From: Kuniyuki Iwashima <kuniyu@google.com>
To: Alexei Starovoitov <ast@kernel.org>,
Andrii Nakryiko <andrii@kernel.org>,
Daniel Borkmann <daniel@iogearbox.net>,
Martin KaFai Lau <martin.lau@linux.dev>
Cc: John Fastabend <john.fastabend@gmail.com>,
Stanislav Fomichev <sdf@fomichev.me>,
Johannes Weiner <hannes@cmpxchg.org>,
Michal Hocko <mhocko@kernel.org>,
Roman Gushchin <roman.gushchin@linux.dev>,
Shakeel Butt <shakeel.butt@linux.dev>,
"David S. Miller" <davem@davemloft.net>,
Eric Dumazet <edumazet@google.com>,
Jakub Kicinski <kuba@kernel.org>,
Paolo Abeni <pabeni@redhat.com>,
Neal Cardwell <ncardwell@google.com>,
Willem de Bruijn <willemb@google.com>,
Mina Almasry <almasrymina@google.com>,
Kuniyuki Iwashima <kuniyu@google.com>,
Kuniyuki Iwashima <kuni1840@gmail.com>,
bpf@vger.kernel.org, netdev@vger.kernel.org
Subject: [PATCH v2 bpf-next/net 1/8] tcp: Save lock_sock() for memcg in inet_csk_accept().
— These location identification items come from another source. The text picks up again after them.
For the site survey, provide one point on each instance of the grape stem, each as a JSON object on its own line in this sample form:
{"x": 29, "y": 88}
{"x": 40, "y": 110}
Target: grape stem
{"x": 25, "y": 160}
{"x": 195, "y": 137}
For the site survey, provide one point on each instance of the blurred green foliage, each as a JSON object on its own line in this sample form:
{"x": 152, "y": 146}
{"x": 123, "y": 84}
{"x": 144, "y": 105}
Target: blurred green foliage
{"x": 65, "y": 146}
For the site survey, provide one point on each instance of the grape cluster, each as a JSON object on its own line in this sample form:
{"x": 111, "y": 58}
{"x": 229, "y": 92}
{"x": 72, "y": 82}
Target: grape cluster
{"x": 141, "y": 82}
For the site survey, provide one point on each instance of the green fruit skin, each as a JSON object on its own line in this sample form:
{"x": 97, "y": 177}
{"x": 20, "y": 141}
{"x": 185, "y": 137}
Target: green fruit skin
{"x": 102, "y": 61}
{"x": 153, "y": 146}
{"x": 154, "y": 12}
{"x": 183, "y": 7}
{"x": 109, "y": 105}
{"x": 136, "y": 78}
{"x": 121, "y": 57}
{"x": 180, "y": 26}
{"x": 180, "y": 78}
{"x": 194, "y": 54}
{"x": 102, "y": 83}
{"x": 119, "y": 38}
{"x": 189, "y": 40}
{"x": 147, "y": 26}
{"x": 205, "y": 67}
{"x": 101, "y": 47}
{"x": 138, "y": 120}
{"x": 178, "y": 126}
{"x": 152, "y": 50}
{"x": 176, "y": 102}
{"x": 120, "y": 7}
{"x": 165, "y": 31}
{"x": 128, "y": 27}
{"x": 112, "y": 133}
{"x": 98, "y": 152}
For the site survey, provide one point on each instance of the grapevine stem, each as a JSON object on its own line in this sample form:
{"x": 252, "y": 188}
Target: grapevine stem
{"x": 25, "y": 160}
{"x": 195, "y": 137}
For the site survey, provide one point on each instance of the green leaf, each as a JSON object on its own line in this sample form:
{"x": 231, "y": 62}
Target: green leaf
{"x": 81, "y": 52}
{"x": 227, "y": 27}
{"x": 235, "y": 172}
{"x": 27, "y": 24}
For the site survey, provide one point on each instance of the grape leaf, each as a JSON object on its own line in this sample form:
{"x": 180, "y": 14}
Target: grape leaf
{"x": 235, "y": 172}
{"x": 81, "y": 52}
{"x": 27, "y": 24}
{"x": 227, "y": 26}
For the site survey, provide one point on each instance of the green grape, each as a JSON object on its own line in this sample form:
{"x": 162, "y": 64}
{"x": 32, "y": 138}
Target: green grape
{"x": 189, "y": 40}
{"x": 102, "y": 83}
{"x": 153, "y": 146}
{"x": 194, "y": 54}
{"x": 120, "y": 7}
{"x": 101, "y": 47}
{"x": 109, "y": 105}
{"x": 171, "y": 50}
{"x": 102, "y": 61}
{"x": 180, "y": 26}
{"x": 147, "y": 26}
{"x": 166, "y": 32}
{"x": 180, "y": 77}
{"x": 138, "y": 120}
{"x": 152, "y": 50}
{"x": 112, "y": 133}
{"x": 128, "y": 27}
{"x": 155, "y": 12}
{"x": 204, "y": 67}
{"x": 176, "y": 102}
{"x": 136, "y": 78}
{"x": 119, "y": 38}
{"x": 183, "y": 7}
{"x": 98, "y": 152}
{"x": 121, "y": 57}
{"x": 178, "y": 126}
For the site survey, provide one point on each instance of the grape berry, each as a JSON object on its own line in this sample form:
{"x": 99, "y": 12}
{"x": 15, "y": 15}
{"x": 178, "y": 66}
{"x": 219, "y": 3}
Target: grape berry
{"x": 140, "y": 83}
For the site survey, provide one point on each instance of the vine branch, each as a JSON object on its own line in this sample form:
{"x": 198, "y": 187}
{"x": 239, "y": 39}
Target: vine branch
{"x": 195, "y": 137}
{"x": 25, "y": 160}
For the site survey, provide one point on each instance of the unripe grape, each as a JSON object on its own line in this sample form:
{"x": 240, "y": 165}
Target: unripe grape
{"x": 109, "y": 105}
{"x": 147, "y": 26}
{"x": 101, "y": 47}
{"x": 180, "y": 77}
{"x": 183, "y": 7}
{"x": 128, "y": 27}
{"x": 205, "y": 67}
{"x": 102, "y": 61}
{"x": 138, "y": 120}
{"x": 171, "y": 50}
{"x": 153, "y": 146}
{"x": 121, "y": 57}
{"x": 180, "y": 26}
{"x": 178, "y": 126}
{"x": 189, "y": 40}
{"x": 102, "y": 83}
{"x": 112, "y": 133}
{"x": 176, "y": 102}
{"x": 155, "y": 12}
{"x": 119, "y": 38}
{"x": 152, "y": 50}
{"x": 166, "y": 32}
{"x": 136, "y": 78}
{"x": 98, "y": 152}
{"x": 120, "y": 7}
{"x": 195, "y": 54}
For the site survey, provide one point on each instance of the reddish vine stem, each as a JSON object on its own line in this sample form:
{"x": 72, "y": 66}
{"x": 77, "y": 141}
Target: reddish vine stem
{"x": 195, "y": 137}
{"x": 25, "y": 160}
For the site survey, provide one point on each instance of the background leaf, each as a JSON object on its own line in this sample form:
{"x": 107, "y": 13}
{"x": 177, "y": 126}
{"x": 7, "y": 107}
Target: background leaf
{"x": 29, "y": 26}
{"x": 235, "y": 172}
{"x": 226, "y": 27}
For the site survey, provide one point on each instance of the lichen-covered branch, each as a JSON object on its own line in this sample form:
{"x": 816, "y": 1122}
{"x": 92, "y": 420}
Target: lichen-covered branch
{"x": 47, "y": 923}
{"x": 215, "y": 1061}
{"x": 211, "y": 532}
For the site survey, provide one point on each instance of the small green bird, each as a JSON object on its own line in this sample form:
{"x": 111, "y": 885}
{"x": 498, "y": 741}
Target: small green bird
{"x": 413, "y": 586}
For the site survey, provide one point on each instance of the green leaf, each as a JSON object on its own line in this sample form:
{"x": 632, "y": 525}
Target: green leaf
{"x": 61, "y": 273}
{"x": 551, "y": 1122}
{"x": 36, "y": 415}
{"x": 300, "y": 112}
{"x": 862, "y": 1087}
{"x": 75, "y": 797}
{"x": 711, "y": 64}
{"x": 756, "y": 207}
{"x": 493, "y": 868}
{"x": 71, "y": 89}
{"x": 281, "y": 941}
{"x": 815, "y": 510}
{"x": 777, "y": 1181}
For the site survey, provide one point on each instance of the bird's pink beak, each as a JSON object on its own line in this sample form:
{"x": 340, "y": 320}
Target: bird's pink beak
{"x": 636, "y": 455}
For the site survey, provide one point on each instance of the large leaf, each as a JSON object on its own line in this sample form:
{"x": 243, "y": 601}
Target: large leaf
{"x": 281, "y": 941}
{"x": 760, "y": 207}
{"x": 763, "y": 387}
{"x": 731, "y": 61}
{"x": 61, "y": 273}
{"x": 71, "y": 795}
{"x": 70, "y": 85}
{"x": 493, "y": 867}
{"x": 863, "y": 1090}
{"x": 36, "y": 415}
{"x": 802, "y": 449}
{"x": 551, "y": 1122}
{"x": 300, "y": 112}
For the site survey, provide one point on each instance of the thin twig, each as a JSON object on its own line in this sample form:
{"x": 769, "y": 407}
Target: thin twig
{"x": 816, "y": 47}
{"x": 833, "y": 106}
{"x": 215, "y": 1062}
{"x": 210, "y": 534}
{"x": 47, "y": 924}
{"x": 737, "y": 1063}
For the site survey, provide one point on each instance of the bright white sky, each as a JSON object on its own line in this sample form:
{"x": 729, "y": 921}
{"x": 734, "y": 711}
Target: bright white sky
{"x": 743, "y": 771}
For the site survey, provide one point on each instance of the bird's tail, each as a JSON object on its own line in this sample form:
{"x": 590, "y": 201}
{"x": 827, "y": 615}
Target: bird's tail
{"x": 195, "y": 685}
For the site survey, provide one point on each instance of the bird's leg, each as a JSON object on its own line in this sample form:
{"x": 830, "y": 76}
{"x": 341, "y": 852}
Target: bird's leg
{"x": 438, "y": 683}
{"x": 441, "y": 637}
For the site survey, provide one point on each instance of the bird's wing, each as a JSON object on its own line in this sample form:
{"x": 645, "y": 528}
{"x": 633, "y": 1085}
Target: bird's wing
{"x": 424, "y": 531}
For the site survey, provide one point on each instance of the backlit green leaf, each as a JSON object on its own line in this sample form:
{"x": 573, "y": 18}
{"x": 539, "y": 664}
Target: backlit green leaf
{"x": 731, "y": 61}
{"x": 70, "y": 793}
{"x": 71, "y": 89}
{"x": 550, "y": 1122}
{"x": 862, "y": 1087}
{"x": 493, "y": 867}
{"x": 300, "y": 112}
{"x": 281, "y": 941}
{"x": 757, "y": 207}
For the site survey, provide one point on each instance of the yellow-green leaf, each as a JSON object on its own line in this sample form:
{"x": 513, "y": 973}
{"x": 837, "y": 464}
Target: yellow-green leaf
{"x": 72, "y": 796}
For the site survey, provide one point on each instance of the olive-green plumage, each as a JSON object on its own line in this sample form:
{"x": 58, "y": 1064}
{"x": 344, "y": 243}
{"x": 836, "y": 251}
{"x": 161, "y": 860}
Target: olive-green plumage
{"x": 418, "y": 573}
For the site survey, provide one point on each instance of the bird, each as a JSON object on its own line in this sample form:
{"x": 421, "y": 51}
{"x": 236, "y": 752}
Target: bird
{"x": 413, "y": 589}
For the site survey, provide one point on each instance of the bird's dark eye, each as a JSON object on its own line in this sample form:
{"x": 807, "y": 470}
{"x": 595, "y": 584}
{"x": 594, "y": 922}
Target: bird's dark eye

Date: Mon, 25 Aug 2025 20:41:24 +0000 [thread overview]
Message-ID: <20250825204158.2414402-2-kuniyu@google.com> (raw)
In-Reply-To: <20250825204158.2414402-1-kuniyu@google.com>
If memcg is enabled, accept() acquires lock_sock() twice for each new
TCP/MPTCP socket in inet_csk_accept() and __inet_accept().
Let's move memcg operations from inet_csk_accept() to __inet_accept().
This makes easier to add a BPF hook that covers sk_prot.memory_allocated
users (TCP, MPTCP, SCTP) in a single place.
Two notes:
1)
SCTP somehow allocates a new socket by sk_alloc() in sk->sk_prot->accept()
and clones fields manually, instead of using sk_clone_lock().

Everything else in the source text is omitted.